Education reform is tough, complicated business. Read Ravitch’s earlier works for more cogent analysis. In those, she saw the value of reforms she’s now abandoned.

I’ve not watched Waiting for Superman because I can’t bring myself to see it. I’ve heard from too many who have and been emotionally devastated by its story.

I know that story from having worked with parents trying to get what’s best for their kids yet lacking the money to pull their kids from schools that just aren’t right for them. It doesn’t always mean the school’s bad. It’s just not right for every particular child.

Why we continue to insist that children’s education be limited by geography is beyond me. Our current system is based on a model dating back to xenophobic times in the mid 1850s when nativists wanted to control the populace from being influenced by new, mostly Catholic, immigrants. That’s when the first laws requiring school attendance were passed, followed soon after by laws stating which schools children MUST attend (public ones that were drenched in a nondenominational brand of Christianity with hymn singing, praying and Bible reading as part of the curriculum, just not the Douay Bible Catholics favored), and which ones would be free. Prior to the passage of such laws, some communities funded a variety of schools.

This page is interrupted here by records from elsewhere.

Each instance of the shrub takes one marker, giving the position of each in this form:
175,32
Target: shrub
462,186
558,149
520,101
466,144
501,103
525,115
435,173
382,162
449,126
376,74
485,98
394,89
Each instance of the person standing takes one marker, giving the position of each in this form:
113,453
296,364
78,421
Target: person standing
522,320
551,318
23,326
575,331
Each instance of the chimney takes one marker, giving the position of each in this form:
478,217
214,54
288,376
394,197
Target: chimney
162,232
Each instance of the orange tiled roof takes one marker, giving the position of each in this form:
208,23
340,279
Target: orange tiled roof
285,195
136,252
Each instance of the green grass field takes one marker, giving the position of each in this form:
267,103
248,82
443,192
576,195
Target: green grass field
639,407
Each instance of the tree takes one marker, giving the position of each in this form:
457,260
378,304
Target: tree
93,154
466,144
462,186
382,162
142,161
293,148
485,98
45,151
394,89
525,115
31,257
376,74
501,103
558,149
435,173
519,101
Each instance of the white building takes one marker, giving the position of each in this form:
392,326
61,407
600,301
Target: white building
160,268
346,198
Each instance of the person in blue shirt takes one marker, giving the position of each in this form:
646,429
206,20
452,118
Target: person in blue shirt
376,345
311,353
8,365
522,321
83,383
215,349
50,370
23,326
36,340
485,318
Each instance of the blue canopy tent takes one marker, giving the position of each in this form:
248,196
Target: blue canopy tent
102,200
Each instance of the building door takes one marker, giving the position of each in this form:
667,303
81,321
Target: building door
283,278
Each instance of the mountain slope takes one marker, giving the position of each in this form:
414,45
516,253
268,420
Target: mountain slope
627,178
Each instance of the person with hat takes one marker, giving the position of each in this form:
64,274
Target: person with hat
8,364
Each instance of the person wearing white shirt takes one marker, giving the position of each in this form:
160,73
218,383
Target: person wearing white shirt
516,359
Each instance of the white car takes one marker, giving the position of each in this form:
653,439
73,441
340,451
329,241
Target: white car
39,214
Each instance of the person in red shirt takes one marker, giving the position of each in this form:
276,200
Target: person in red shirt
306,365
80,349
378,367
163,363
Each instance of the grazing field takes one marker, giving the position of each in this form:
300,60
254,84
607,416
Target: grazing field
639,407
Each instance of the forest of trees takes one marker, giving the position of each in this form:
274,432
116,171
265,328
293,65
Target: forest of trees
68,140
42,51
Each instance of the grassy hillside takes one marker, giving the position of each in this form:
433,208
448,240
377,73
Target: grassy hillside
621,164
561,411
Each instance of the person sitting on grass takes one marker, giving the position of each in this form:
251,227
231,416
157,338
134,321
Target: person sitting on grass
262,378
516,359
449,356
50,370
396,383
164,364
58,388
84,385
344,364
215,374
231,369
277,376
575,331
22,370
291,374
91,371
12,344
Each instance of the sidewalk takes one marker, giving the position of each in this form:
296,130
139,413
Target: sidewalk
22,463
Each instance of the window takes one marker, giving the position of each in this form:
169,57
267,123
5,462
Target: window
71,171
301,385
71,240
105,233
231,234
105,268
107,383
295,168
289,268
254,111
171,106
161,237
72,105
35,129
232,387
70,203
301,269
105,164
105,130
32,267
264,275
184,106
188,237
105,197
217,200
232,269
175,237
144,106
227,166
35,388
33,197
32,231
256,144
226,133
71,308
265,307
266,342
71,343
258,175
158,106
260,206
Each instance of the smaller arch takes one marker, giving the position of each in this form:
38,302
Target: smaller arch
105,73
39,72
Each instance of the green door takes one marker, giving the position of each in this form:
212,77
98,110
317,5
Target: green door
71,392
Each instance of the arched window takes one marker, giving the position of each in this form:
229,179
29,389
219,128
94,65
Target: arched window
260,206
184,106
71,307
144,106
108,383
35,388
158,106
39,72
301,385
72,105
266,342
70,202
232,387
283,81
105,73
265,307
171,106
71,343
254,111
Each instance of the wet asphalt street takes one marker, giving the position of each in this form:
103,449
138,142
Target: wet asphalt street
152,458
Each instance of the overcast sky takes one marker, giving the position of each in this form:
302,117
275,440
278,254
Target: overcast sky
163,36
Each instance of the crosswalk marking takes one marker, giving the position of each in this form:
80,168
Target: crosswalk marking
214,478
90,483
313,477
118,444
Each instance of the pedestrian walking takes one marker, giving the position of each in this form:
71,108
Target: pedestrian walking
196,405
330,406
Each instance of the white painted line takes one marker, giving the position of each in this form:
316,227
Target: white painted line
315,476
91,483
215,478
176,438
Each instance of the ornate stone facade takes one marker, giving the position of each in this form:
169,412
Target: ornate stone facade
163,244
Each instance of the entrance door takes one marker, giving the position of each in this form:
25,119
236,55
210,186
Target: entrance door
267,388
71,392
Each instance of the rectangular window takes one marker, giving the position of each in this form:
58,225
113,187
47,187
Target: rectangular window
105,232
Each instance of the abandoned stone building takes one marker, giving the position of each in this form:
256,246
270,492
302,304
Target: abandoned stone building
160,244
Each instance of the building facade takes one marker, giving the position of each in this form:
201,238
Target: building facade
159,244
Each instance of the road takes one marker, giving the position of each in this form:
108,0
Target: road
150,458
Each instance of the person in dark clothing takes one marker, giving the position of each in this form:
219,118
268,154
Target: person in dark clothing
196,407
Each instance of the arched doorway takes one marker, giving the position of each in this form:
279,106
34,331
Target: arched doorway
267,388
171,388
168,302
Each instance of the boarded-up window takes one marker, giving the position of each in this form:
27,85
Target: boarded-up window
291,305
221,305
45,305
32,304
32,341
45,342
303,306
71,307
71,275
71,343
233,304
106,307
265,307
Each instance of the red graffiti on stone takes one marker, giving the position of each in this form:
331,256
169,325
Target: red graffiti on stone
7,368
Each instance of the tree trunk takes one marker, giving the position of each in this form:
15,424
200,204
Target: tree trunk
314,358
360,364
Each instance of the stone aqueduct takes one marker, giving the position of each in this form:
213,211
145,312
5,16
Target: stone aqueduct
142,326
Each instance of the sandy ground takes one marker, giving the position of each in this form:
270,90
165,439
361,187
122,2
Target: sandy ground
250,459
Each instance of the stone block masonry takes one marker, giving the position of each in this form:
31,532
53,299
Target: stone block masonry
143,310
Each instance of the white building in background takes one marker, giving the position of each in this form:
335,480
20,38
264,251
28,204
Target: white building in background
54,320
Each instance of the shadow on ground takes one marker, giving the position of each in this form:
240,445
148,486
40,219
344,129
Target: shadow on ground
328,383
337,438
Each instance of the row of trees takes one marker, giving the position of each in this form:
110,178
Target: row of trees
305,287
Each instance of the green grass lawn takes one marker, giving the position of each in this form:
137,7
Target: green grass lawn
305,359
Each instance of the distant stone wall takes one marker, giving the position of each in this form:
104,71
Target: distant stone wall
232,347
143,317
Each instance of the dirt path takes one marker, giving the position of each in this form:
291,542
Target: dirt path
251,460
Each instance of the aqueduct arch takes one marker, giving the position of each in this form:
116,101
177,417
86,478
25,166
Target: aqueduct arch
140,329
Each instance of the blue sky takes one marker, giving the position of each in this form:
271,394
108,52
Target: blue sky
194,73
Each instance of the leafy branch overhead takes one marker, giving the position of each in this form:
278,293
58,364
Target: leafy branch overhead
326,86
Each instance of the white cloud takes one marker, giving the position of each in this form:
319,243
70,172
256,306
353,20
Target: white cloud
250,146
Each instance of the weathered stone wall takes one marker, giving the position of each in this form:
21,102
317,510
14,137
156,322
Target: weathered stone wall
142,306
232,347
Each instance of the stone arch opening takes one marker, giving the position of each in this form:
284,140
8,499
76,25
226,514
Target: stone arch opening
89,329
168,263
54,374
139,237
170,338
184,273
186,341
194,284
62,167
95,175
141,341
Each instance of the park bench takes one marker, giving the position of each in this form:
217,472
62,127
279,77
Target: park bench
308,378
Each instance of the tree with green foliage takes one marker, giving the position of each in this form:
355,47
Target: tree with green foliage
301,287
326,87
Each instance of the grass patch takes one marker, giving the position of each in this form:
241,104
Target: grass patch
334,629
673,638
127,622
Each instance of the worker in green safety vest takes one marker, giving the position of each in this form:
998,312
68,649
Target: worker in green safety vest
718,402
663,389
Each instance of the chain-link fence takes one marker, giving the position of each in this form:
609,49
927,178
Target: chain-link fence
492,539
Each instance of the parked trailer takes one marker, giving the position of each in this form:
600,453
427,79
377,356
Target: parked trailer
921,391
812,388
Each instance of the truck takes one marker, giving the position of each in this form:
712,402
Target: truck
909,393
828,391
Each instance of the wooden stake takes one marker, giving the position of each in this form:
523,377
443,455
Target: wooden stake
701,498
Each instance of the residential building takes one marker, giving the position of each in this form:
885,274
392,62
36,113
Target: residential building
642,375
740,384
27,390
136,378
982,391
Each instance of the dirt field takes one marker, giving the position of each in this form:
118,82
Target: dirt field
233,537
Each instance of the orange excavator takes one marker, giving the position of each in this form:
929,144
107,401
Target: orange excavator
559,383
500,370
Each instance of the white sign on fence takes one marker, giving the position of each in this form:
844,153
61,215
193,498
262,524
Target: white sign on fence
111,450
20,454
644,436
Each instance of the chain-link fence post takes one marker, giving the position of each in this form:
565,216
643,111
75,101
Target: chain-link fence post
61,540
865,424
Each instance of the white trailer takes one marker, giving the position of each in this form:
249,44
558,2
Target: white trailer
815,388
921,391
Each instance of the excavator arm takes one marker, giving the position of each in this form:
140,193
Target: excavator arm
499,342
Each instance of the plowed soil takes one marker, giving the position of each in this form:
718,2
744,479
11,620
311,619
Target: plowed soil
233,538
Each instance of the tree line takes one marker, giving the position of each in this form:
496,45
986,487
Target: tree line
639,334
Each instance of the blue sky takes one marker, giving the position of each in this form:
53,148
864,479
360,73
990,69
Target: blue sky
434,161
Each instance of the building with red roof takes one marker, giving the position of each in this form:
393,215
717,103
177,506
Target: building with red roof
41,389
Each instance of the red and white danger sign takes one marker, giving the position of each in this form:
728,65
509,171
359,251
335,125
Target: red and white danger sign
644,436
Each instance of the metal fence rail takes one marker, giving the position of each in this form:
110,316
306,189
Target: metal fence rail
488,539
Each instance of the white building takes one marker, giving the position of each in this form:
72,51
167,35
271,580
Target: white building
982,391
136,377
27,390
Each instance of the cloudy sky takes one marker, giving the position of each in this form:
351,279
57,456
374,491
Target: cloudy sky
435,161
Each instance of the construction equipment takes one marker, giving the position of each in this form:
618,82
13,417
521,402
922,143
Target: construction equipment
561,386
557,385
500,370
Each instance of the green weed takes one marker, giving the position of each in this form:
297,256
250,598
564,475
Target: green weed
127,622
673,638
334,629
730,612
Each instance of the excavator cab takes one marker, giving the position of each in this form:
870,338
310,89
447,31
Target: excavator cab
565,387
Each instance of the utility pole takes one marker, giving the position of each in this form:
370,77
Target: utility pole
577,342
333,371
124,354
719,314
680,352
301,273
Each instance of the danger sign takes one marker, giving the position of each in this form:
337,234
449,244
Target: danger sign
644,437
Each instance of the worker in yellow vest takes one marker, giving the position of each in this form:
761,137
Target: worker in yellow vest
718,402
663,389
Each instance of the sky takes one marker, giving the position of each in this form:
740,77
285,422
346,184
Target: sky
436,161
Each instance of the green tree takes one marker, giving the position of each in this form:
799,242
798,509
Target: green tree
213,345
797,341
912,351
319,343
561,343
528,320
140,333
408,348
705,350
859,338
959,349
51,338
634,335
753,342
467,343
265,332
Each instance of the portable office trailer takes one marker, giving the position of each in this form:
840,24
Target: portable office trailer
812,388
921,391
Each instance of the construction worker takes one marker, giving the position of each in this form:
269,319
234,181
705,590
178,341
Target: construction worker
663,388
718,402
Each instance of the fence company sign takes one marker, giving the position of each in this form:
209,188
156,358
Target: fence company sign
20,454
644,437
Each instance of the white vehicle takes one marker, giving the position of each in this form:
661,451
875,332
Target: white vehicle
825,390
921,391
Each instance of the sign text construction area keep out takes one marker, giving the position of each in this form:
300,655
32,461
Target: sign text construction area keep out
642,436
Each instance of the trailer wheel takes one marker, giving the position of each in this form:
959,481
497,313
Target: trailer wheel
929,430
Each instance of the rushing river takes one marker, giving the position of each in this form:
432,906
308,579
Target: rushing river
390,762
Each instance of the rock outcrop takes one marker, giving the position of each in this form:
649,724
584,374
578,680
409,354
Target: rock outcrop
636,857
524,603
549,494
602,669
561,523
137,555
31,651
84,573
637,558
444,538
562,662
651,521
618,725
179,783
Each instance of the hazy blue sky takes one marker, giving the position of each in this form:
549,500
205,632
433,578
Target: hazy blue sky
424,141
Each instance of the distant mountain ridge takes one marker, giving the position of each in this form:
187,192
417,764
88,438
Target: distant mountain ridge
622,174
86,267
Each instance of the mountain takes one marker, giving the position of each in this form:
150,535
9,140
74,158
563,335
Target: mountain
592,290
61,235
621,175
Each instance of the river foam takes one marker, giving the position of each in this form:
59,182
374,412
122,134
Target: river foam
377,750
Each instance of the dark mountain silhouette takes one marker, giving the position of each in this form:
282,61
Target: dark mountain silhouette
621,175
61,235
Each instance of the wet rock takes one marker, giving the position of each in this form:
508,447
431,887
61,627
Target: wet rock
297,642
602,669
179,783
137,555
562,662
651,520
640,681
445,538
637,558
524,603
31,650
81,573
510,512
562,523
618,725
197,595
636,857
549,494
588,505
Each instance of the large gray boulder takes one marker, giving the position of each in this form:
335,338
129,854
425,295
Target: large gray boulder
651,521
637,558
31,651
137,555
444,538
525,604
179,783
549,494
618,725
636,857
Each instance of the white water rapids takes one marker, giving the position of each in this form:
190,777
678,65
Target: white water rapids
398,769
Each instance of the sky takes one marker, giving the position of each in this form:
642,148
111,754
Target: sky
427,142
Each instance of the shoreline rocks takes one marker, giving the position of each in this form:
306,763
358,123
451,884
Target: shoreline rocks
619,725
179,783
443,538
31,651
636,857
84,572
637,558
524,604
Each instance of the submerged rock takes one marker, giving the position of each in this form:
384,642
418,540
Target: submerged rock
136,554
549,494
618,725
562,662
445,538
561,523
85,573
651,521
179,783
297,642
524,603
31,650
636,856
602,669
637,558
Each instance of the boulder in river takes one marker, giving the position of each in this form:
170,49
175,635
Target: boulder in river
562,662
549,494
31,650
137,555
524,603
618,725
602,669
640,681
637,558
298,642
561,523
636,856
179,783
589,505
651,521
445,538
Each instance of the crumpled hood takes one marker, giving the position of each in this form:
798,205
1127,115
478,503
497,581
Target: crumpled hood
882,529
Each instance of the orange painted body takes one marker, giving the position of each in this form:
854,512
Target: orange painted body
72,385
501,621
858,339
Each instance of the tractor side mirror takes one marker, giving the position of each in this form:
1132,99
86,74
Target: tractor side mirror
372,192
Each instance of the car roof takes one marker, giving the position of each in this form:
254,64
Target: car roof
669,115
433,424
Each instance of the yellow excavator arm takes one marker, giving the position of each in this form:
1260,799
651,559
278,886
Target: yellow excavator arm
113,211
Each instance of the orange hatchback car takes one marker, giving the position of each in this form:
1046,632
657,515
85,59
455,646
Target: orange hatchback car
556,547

When Catholics responded by setting up their own schools where they could use their Bible, prayers and hymns, the nativists tried pushing even further, by attempting to make private schools entirely illegal. Oregon voted to do just that in the early part of the last century. The US Supreme Court struck down that nonsense. (As an aside, a group that started in the 1940s and fights school choice programs in courts today was originally called Protestants and Other Americans United for Separation of Church and State; they didn’t drop the “Protestants and” part until the 1970s.)

It’s well past time we struck down the rest of that 1800s school model and opened the doors to individual opportunity through all kinds of schools – public, private, charter, cyber, etc. And let the money follow the child to the school that works best for him or her instead of forcing parents to pay a financial penalty for choosing a school other than the local public one.